Suppose you write a subclass of RegExp that allows to apply a regular expression simultaneously (to be more correct: successively) to each elements of an array of strings. Then, the RegExp static properties will likely give information about the match against the last string only, which is probably not what is intended.

Another issue with those static properties is their lack of encapsulation. For example, suppose that we evaluate the three following expressions in order:

/(a)/.exec('a')
Object.keys(bar)
RegExp.$1

Suppose now that you are running in an environment incorporating a polyfill that emulates symbols using strings of shape /^symbol-[0-9]{20}-/; that polyfill could monkey-patch Object.keys in order to filter out strings that are of the form of emulated symbols. Then, RegExp.$1 will likely leak implementation details from that polyfill instead of returning the desired result.

Although that problem is not specific to proper subclasses of RegExp, it may become worse, because the offending expression could be hidden in the implementation of the subclass, e.g., in an exec() or @@replace() method of the subclass.

RegExp.prototype.compile()

Suppose you have a subclass of RegExp that supports the x flag. Likely, the constructor will rewrite the provided pattern by removing spaces and comments, and forward the modified pattern to the base constructor. However, as currently specified, the .compile() method will not give the opportunity to rewrite its provided pattern, as it will not call the constructor. Since it is a nonstandard and deprecated feature, attempting to fix it properly is not worth the trouble.

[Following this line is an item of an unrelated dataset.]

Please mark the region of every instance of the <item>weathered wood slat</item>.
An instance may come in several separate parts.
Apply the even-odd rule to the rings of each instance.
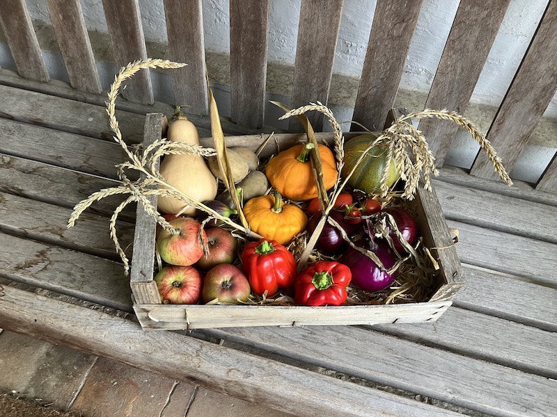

Why disable those features for cross-realm regexps

That is, if you apply RegExp.prototype.exec(), respectively RegExp.prototype.compile(), to a regexp constructed in another realm, then the static properties of RegExp won’t be updated, respectively a TypeError will be thrown.

First, this is really an edge case. Code like otherRealm_regexp.exec() is not affected, because otherRealm_regexp is from the same realm as otherRealm_regexp.exec. The issue arises, e.g., in RegExp.prototype.exec.call(otherRealm_regexp).

Now, concerning the static properties of the RegExp constructor: The constructor of which realm should be affected? The realm of the regexp (as thinks Firefox) or the current realm—i.e., the realm of the .exec() method—(as think other browsers)? Well, we don’t need to decide: the test that disables the feature for proper subclasses of RegExp will naturally disable it for RegExp objects from other realms. This has the further advantage to prevent different realms from polluting each other.

About the .compile() method: The restriction enables one to really protect all regexps of a given realm from tampering by doing delete RegExp.prototype.compile, because you couldn’t recover a working method from another realm.